"You will be glad to know, Jennie, that I have persuaded mother to spend the night with us," Margaret said

"She never stops the night with us, Margaret," Jennie coldly returned. "Come on, Mom, I'll put you on the street car."

"But isn't it nice," cried Margaret, holding her arm around Mrs. Leitzel to keep Jennie off, "that I've succeeded in coaxing her to stay to-night? Such a pleasant surprise for Daniel when he comes home, to find you here, dear! What is home without a grandmother? Good discipline for Daniel, too, to have to give up this armchair for one evening! Even I have to get out of it when he wants it. But naturally he can't put his mother out of the only really comfortable chair in the house."

"But Danny paid for that chair," explained Sadie. "It would be funny—ain't?—if he couldn't sit in his own chair when he wants!"

"The spare-room bed ain't made up," Jennie frowned at Margaret. "And nobody has time to make it up at four o'clock on Saturday afternoon! Anyhow, strangers stopping over night is apt to give Sadie the headache. And Mom never wants to be away from her own bed. She won't can home herself in a strange bed, can you, Mom?"

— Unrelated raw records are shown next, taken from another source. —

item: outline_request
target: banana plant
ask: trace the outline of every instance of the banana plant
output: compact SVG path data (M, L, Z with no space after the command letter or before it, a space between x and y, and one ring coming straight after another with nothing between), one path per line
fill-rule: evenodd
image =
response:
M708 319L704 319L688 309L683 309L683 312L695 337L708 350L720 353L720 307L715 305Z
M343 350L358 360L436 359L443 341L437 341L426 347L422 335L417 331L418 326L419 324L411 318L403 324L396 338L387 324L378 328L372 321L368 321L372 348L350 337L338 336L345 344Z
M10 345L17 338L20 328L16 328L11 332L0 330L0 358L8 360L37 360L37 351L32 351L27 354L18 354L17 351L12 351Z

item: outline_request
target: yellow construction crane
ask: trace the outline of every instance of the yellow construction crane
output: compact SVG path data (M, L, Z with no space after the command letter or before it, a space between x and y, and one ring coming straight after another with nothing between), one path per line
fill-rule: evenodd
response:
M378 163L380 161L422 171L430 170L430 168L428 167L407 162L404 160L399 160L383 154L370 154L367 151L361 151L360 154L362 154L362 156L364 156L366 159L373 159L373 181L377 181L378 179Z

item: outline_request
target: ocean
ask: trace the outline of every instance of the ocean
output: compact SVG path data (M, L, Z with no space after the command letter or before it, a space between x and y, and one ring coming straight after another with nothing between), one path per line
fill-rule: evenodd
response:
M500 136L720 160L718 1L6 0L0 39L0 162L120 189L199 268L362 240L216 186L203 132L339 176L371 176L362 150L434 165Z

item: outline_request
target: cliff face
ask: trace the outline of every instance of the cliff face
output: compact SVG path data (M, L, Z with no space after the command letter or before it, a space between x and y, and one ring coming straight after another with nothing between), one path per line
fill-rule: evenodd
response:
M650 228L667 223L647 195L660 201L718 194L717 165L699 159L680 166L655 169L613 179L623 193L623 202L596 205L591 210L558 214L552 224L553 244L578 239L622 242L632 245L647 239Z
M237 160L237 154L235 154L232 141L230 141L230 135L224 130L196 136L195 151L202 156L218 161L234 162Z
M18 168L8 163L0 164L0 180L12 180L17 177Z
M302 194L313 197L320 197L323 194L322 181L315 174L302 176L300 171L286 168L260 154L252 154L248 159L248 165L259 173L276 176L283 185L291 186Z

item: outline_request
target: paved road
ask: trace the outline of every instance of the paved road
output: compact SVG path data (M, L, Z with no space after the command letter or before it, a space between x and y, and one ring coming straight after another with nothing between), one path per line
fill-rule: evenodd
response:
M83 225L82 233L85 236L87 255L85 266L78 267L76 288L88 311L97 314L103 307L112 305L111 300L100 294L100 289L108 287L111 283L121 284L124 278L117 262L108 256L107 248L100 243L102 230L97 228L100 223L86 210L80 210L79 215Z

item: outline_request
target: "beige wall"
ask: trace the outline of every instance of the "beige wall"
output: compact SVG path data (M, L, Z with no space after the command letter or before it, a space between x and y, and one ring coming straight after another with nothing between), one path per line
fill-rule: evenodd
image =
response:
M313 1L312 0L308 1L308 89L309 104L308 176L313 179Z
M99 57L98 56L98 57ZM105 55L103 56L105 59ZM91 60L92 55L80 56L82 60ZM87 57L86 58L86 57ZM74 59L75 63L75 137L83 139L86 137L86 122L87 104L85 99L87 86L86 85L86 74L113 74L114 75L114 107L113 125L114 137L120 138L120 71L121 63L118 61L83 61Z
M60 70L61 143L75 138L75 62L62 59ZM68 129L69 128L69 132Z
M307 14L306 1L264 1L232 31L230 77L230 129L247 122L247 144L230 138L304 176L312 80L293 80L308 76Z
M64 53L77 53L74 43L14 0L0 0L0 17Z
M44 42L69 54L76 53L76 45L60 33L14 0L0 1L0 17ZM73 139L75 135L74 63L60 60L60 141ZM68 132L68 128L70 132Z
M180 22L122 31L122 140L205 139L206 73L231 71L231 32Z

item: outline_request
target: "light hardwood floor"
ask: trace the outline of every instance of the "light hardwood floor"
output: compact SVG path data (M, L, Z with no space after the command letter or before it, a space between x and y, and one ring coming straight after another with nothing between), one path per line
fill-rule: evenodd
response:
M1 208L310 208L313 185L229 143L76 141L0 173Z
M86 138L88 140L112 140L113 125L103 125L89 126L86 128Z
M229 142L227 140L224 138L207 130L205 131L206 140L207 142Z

But Margaret spoke before Mrs. Leitzel could reply. "I'll make up the guest bed. It won't take me ten minutes. Mother"—she patted Mrs. Leitzel's shoulder—"I'll be right downstairs again in ten minutes."

But Mrs. Leitzel clung to her hand. "Don't let me alone with—stay by me, Margaret——" she pitifully pleaded.

"You shall come upstairs with me, then, to my room," Margaret said, helping her, now, to rise to her feet.

"No, Margaret, Mom's to go back on the five o'clock train," affirmed Jennie peremptorily. "Our Danny give her the money to go back. It ain't for you to be using our clean linens to make up the spare bed. Come on, Mom."

Jennie laid an ungentle grasp upon her step-mother's arm, but Margaret, her face suddenly ablaze with indignation, confronted her.